Gauss was the first, according to Kline, to achieve the first major conceptual step towards non-Euclidean geometry. The parallel postulate enjoyed millennia of ataraxic dominance. Those who realized that it was not to be derived from Euclid’s other nine axioms were thus free to deny it, creating revolutionary new geometrical systems. And these men fell in line with many similarly great thinkers. Gauss stands alone however, as he was the first to abandon the interpretation of Euclid’s geometry that necessitated its relationship to physical space
. Denying the parallel postulate opens up entirely new possibilities for consistent geometrical systems. Denying that Euclid’s geometry is ‘real’ gives way to entirely new possibilities concerning the philosophical foundations of geometry itself.

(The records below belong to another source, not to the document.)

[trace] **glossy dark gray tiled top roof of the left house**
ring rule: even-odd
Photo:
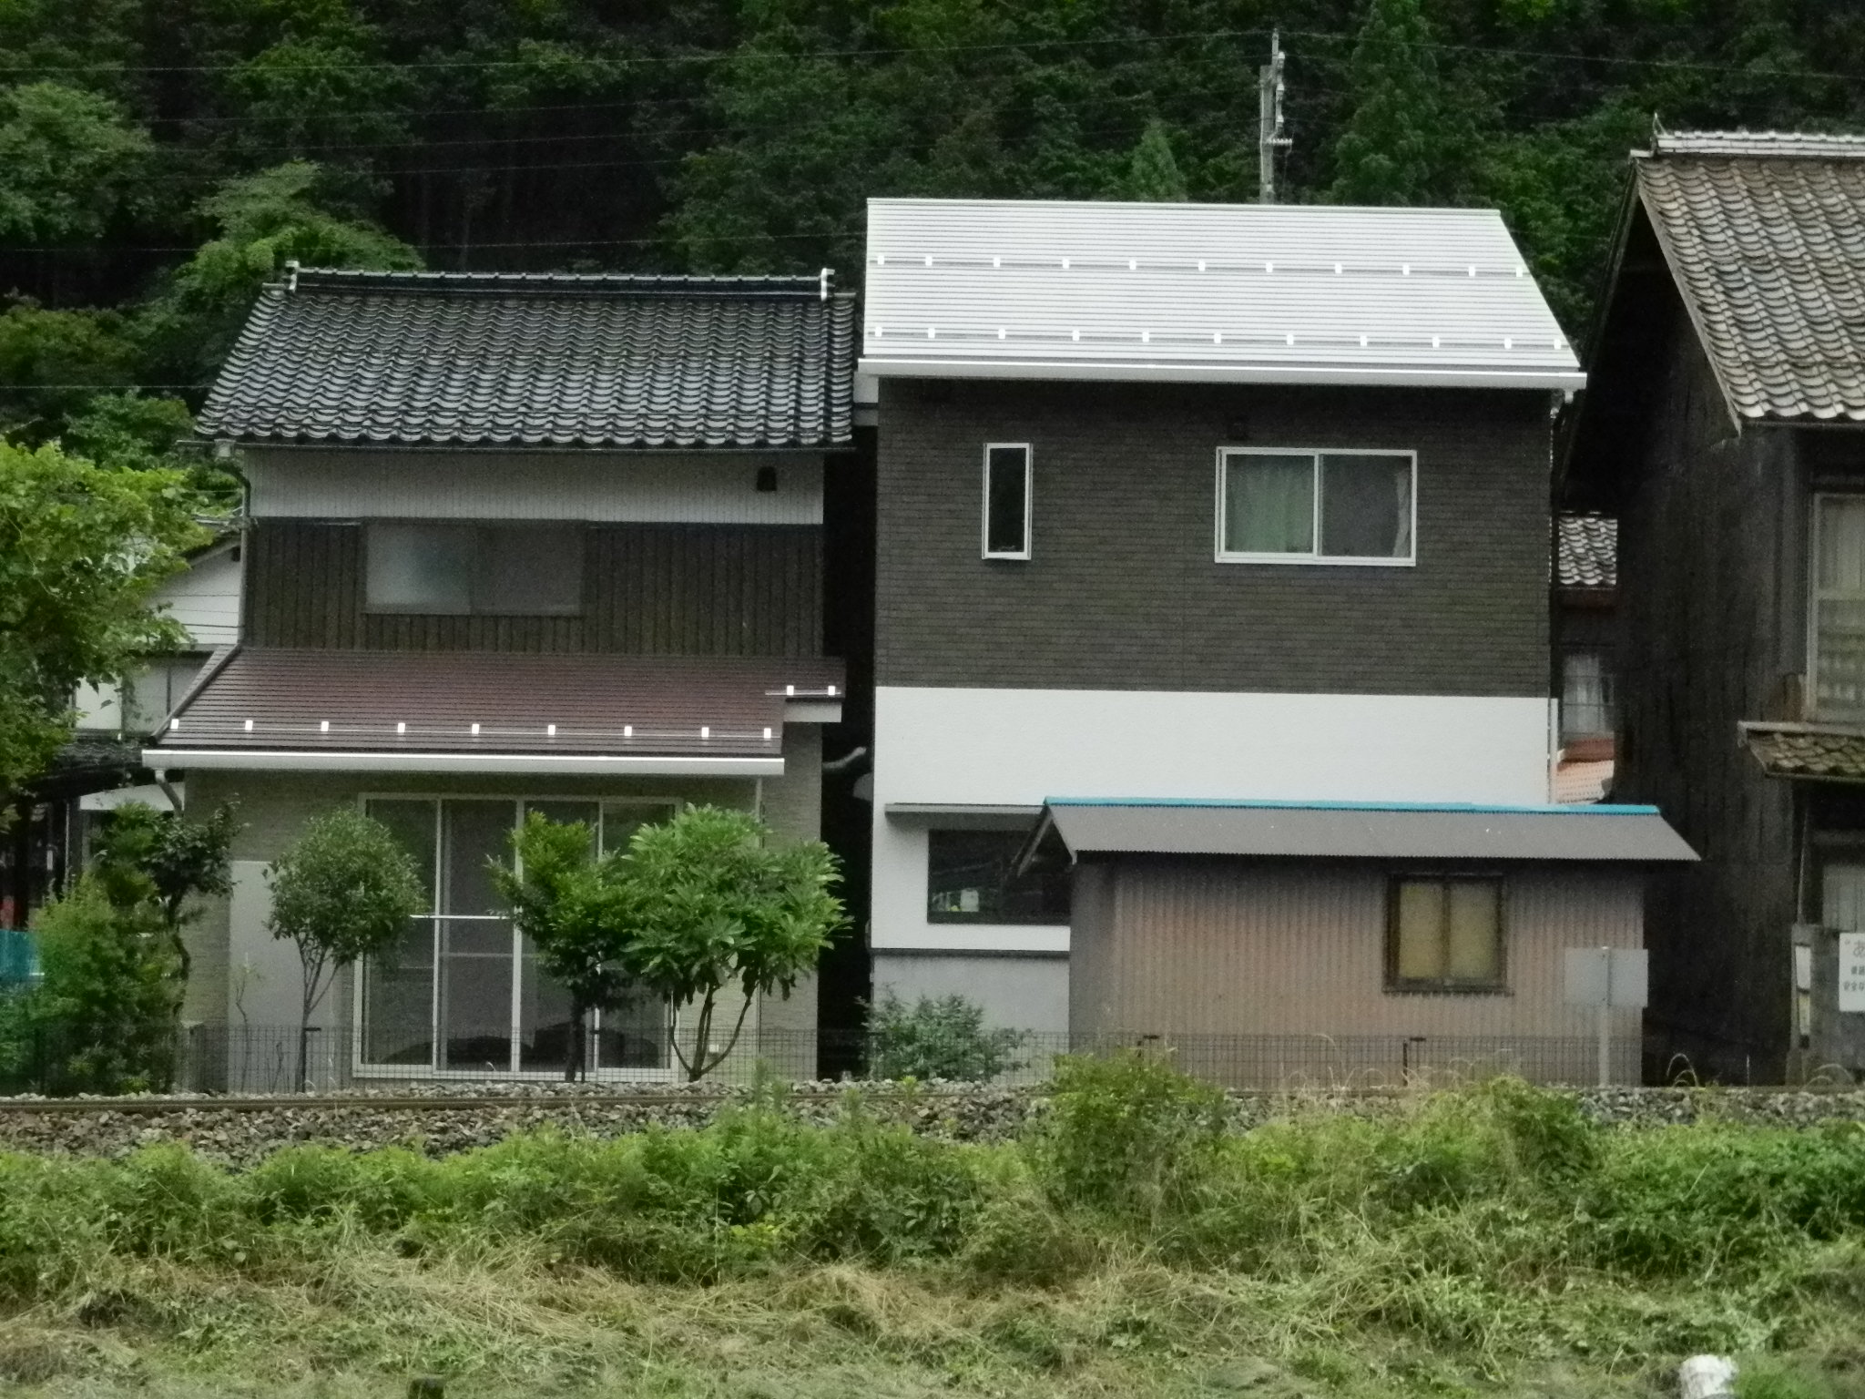
[[[200,431],[283,442],[830,448],[854,297],[819,278],[297,270]]]

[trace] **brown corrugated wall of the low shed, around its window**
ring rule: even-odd
[[[1583,1037],[1563,951],[1641,946],[1637,875],[1522,867],[1503,884],[1505,992],[1389,992],[1382,867],[1130,858],[1076,879],[1078,1035]],[[1636,1039],[1637,1017],[1621,1018]]]

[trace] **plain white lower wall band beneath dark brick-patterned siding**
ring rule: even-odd
[[[1067,927],[929,923],[927,828],[890,804],[1050,796],[1548,800],[1539,698],[1158,690],[875,692],[873,948],[1065,953]]]

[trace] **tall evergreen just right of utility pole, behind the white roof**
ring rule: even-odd
[[[1333,145],[1333,203],[1432,203],[1444,101],[1421,0],[1371,0],[1350,67],[1352,114]]]

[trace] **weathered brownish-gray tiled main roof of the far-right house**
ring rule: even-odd
[[[1865,138],[1658,136],[1634,170],[1731,409],[1865,420]]]

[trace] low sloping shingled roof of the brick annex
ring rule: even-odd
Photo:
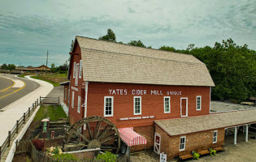
[[[189,134],[256,122],[256,109],[154,121],[169,135]]]

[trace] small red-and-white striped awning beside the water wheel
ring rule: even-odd
[[[122,128],[119,129],[120,138],[126,143],[129,147],[134,145],[146,144],[145,137],[137,134],[131,128]]]

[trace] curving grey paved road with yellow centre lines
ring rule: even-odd
[[[25,83],[24,87],[10,87],[13,82],[9,79],[2,78],[0,75],[0,109],[11,104],[15,100],[19,100],[21,97],[26,96],[28,93],[33,92],[39,87],[38,83],[35,83],[28,79],[16,78],[14,75],[4,75],[12,79],[19,79]],[[10,88],[8,88],[10,87]]]

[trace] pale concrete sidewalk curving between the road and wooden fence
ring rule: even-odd
[[[28,111],[28,107],[31,107],[40,96],[47,96],[54,88],[52,84],[45,81],[31,79],[28,76],[26,76],[26,78],[39,83],[40,87],[19,100],[16,100],[12,104],[7,105],[5,111],[0,112],[0,146],[2,146],[2,143],[7,139],[8,131],[15,126],[16,121],[23,116],[23,113]]]

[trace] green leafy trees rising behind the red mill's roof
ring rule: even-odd
[[[99,37],[99,40],[117,42],[115,33],[110,28],[106,36]],[[123,44],[121,41],[118,43]],[[131,40],[128,45],[151,48],[146,47],[141,40]],[[248,45],[236,45],[232,39],[228,39],[221,43],[215,42],[213,47],[206,45],[199,48],[190,44],[187,49],[175,49],[166,45],[158,49],[192,54],[204,62],[215,82],[211,92],[213,100],[240,103],[250,96],[256,96],[256,51],[248,49]]]

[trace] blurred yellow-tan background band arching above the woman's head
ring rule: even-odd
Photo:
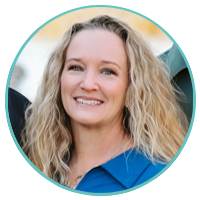
[[[63,15],[44,26],[36,35],[37,38],[59,38],[75,22],[91,19],[97,15],[111,15],[127,22],[142,35],[166,37],[165,33],[156,25],[139,15],[116,8],[87,8]]]

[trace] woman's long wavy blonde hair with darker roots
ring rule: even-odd
[[[111,31],[125,44],[129,88],[123,124],[135,148],[153,162],[168,163],[181,147],[189,126],[166,66],[135,30],[107,15],[76,23],[48,60],[36,99],[26,110],[22,132],[22,149],[28,158],[41,172],[63,185],[68,184],[73,137],[61,100],[60,80],[71,39],[88,29]]]

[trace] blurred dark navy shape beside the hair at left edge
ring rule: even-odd
[[[25,110],[30,101],[19,92],[8,89],[8,112],[15,137],[20,144],[21,132],[25,125]]]

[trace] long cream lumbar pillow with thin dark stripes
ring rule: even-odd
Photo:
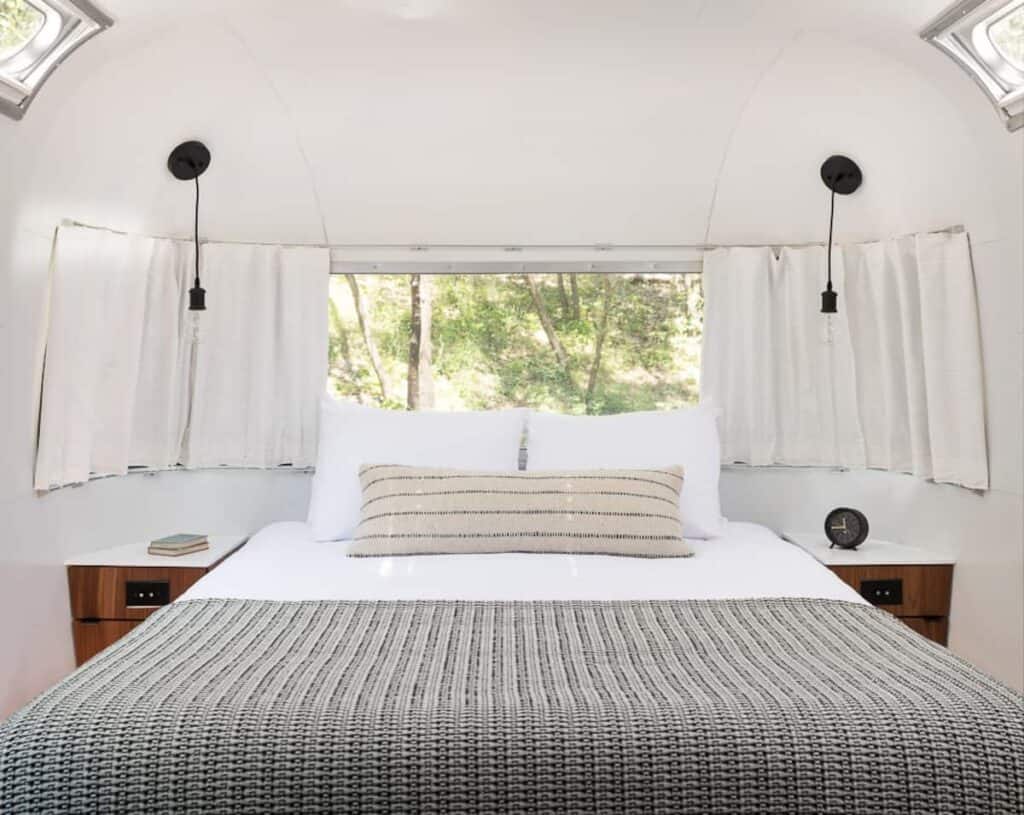
[[[349,554],[693,554],[682,538],[682,467],[473,472],[368,464]]]

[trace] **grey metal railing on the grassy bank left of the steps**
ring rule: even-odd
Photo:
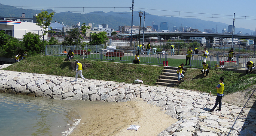
[[[100,47],[100,48],[94,48]],[[132,62],[135,59],[135,54],[138,53],[137,50],[116,50],[116,49],[103,49],[103,45],[95,45],[95,46],[84,46],[81,45],[46,45],[45,52],[46,55],[58,55],[58,56],[66,56],[69,50],[91,50],[87,52],[87,54],[82,53],[76,54],[75,57],[79,58],[91,58],[91,59],[99,59],[99,60],[116,60],[116,61],[130,61]],[[107,53],[114,52],[114,53]],[[167,60],[168,53],[165,52],[150,52],[150,55],[147,55],[147,52],[143,52],[140,54],[140,62],[142,63],[154,63],[161,64],[163,60]],[[114,55],[115,54],[115,55]],[[119,54],[119,55],[117,55]],[[122,55],[120,57],[120,54]]]

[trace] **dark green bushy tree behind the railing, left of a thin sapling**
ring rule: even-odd
[[[71,33],[69,36],[65,37],[61,44],[67,45],[67,44],[80,44],[80,33],[78,31],[78,28],[72,29]]]

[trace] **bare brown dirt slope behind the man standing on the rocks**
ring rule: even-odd
[[[244,91],[224,95],[222,101],[239,107],[256,109],[256,85]]]

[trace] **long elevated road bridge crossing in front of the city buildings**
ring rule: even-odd
[[[117,37],[128,38],[131,37],[131,33],[119,33]],[[139,37],[139,33],[133,33],[132,37]],[[140,35],[140,38],[143,37],[143,34]],[[204,32],[144,32],[144,38],[158,37],[164,39],[170,39],[171,37],[179,37],[181,39],[188,40],[190,37],[205,37],[206,46],[213,44],[214,37],[218,38],[232,38],[231,33],[204,33]],[[233,38],[237,39],[253,39],[254,45],[256,45],[256,35],[238,35],[234,34]]]

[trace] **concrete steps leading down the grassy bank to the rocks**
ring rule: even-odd
[[[157,79],[157,85],[163,86],[177,86],[178,85],[178,77],[176,74],[178,67],[164,67],[163,72]],[[183,68],[182,73],[185,73],[186,68]]]

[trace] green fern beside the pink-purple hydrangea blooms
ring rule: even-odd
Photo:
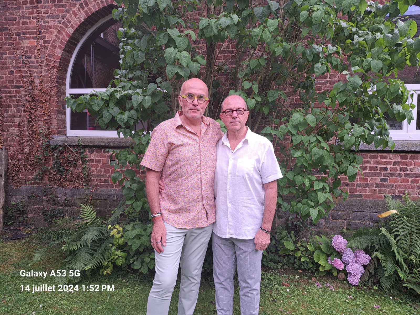
[[[406,193],[404,202],[386,195],[392,213],[382,226],[364,227],[355,231],[349,247],[372,252],[379,260],[375,276],[385,290],[406,286],[420,294],[420,202]]]

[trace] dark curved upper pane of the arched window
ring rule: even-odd
[[[121,22],[113,19],[98,28],[79,50],[71,72],[71,89],[106,88],[119,68],[119,39]]]

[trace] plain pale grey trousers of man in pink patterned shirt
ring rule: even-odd
[[[213,223],[204,228],[176,228],[165,223],[166,246],[155,251],[156,275],[147,300],[147,315],[167,315],[181,262],[178,315],[192,315]]]

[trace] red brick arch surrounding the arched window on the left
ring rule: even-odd
[[[90,3],[81,2],[63,20],[55,33],[46,58],[58,62],[57,88],[60,95],[57,102],[57,126],[52,128],[57,134],[66,134],[66,74],[71,56],[87,31],[100,19],[109,16],[112,10],[118,8],[113,0],[101,0]]]

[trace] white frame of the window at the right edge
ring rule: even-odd
[[[405,84],[405,87],[410,91],[407,102],[413,103],[416,107],[412,110],[414,119],[409,124],[407,120],[402,122],[401,130],[390,130],[389,136],[393,140],[420,140],[420,129],[416,129],[417,123],[417,97],[420,94],[420,84]]]

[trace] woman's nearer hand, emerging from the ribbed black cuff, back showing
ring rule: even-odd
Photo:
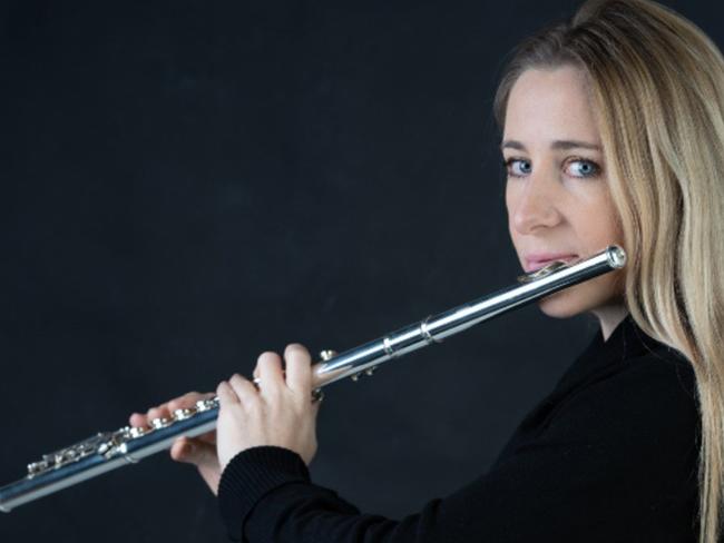
[[[222,471],[238,453],[261,445],[276,445],[297,453],[310,464],[316,453],[316,415],[312,402],[312,358],[300,344],[284,349],[286,372],[276,353],[262,353],[254,384],[234,374],[216,388],[219,399],[216,450]],[[286,375],[285,375],[286,373]]]

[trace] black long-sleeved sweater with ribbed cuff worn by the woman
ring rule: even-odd
[[[683,542],[696,539],[699,418],[691,364],[630,317],[600,334],[490,470],[402,520],[362,514],[280,447],[235,456],[218,490],[250,543]]]

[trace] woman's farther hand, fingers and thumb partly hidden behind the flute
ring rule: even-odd
[[[147,427],[154,418],[170,418],[175,409],[187,409],[196,405],[199,399],[208,399],[214,396],[214,393],[189,392],[170,402],[151,407],[146,414],[134,413],[130,415],[130,425]],[[176,462],[194,464],[211,491],[214,494],[218,492],[218,480],[222,473],[216,455],[215,431],[197,437],[179,437],[170,447],[170,457]]]

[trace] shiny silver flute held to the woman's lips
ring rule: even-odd
[[[577,285],[608,272],[623,268],[626,254],[610,246],[597,255],[575,264],[555,261],[542,269],[518,278],[518,284],[492,295],[429,316],[379,339],[344,353],[322,352],[314,365],[315,394],[322,386],[362,375],[372,375],[383,362],[440,343],[476,324],[488,320],[562,288]],[[169,418],[155,418],[148,426],[125,426],[115,432],[101,432],[55,453],[46,454],[28,465],[27,475],[0,487],[0,511],[52,494],[76,483],[95,477],[126,464],[169,448],[180,437],[205,434],[216,426],[218,398],[203,399],[188,409],[176,409]]]

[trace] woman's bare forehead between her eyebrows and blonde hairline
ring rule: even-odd
[[[585,72],[571,66],[524,71],[510,90],[503,132],[503,139],[530,145],[556,139],[599,144]]]

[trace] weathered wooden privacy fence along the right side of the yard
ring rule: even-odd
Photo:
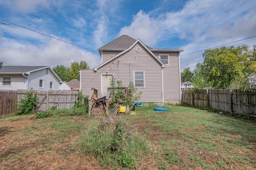
[[[256,90],[200,89],[197,92],[182,91],[182,102],[210,107],[220,111],[256,117]]]

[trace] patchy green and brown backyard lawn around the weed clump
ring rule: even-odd
[[[154,111],[154,107],[159,106],[136,107],[136,114],[116,117],[128,123],[132,128],[130,132],[139,141],[144,141],[147,147],[143,145],[144,149],[138,150],[138,145],[129,143],[127,146],[135,149],[126,148],[121,157],[116,157],[116,166],[103,164],[108,167],[106,169],[256,169],[255,121],[192,107],[164,106],[169,108],[168,111]],[[92,139],[96,139],[92,135],[99,123],[94,116],[44,119],[35,119],[35,115],[1,117],[0,170],[100,170],[99,160],[110,163],[113,160],[104,160],[104,154],[97,160],[97,154],[84,150]],[[84,135],[88,132],[89,141],[86,142]],[[111,138],[101,137],[101,140],[102,143],[110,140],[113,144]],[[82,148],[81,141],[84,141]],[[118,141],[122,143],[122,140]],[[99,148],[104,144],[95,144],[94,149],[102,153],[103,148]],[[119,144],[117,146],[122,146]],[[111,152],[108,154],[110,158],[116,156]]]

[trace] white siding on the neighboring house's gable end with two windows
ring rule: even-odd
[[[39,80],[43,80],[43,88],[39,87]],[[53,88],[50,89],[50,82],[53,82]],[[54,74],[48,70],[46,74],[46,69],[38,70],[28,74],[28,90],[60,90],[60,82],[54,76]]]

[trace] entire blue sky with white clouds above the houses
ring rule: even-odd
[[[204,51],[195,51],[255,36],[256,1],[0,0],[0,22],[4,66],[86,61],[94,68],[101,64],[98,48],[129,35],[155,49],[184,49],[182,71],[202,62]],[[256,37],[226,46],[242,44],[252,49]]]

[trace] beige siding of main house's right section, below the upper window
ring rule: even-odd
[[[180,74],[178,53],[155,52],[156,57],[160,54],[169,55],[169,65],[163,69],[164,77],[164,101],[180,101]]]

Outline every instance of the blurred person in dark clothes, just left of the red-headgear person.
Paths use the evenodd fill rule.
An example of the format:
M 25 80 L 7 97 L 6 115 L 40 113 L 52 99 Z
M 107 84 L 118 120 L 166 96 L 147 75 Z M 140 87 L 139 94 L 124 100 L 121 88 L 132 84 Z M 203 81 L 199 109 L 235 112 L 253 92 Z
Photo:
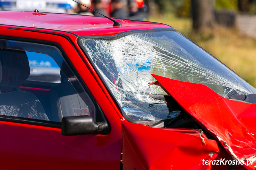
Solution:
M 113 11 L 111 12 L 111 17 L 115 18 L 127 18 L 129 17 L 128 12 L 123 9 L 123 3 L 121 0 L 112 0 L 111 2 Z

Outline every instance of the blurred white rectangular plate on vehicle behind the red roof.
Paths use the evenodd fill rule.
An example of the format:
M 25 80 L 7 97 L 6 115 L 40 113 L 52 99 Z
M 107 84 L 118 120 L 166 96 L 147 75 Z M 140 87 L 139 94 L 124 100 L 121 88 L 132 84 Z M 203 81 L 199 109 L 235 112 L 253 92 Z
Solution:
M 18 9 L 45 9 L 46 2 L 41 0 L 17 0 Z

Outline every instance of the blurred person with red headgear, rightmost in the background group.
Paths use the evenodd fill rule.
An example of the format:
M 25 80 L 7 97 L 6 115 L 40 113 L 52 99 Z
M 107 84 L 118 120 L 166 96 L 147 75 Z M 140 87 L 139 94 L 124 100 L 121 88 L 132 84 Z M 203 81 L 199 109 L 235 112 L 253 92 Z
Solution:
M 129 7 L 129 19 L 132 20 L 148 20 L 148 14 L 145 9 L 144 1 L 143 0 L 129 0 L 128 1 Z

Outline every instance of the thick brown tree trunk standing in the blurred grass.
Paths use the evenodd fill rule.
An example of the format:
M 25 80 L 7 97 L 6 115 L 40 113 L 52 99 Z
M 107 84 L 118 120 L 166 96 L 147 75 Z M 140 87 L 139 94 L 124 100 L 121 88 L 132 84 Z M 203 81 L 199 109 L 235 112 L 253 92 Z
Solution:
M 215 27 L 211 0 L 191 0 L 193 31 L 206 31 Z

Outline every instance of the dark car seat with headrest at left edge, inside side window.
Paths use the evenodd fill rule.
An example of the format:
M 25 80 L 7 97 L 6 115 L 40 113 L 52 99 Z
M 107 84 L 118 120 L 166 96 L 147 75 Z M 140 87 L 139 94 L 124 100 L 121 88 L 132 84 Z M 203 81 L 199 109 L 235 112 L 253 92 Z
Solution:
M 0 49 L 0 114 L 49 120 L 38 98 L 20 90 L 29 74 L 25 51 Z

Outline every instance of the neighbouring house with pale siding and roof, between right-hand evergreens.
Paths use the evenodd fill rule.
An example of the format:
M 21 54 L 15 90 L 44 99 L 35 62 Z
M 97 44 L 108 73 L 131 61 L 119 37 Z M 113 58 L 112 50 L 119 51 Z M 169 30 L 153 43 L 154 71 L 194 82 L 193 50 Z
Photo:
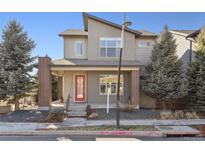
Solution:
M 194 59 L 195 40 L 191 34 L 194 30 L 171 30 L 170 31 L 176 40 L 176 54 L 182 60 L 183 66 L 187 66 Z

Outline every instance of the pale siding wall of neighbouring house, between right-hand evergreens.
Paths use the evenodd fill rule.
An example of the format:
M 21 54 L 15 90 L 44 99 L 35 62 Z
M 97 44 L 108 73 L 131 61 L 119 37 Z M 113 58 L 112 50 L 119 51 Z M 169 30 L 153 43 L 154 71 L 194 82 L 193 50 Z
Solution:
M 172 34 L 174 39 L 176 40 L 176 55 L 179 59 L 182 60 L 184 66 L 190 62 L 190 41 L 185 38 L 185 36 Z M 195 50 L 194 43 L 192 50 Z M 194 52 L 192 54 L 192 58 L 194 58 Z

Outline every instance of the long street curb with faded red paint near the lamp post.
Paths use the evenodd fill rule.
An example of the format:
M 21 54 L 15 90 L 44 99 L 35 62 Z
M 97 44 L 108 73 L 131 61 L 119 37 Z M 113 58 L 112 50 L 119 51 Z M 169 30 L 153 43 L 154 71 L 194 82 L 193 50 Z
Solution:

Gauss classified the so-called truth of geometry with studies such as mechanics
, i.e., truth as verified by experience (as opposed to its former lofty and prestigious verification by a priori Reason). This paradigm shift began to dismantle the logical certainty of Mathematics. Until this point in history to say that something was as sure as Euclid’s geometry was to say that it was indubitable and held the same class of certainty as the cogito. Philosophers and Mathematicians alike were now forced to consider geometry as one strain of possible truths. Perhaps there exists a possible world in which the interior angles of a triangle do not sum to π. Perhaps that possible world is our world. Imagine that it becomes the case that a gifted mathematician could demonstrate that their exists some rational number that is precisely equal to the square root of two. “That can not be.” the skeptic might reply. “We have sophisticated and elegant proofs that deny that such a rational number exists.”
Where then, can one draw the line between what is simply reasonable and what is necessarily true? Non-Euclidean geometry left the mathematical community bereft of its certainty. The ‘real’ was now becoming ambiguous. Mathematical thinkers were not lost forever. Contemporary thinkers have created models of physical space that utilize non-Euclidean geometry elegantly. What the development of non-Euclidean geometry shows is not that our epistemological foundations are dubious, rather, that our assumptions are neither more or less than splendid dogmas subject to scrutiny.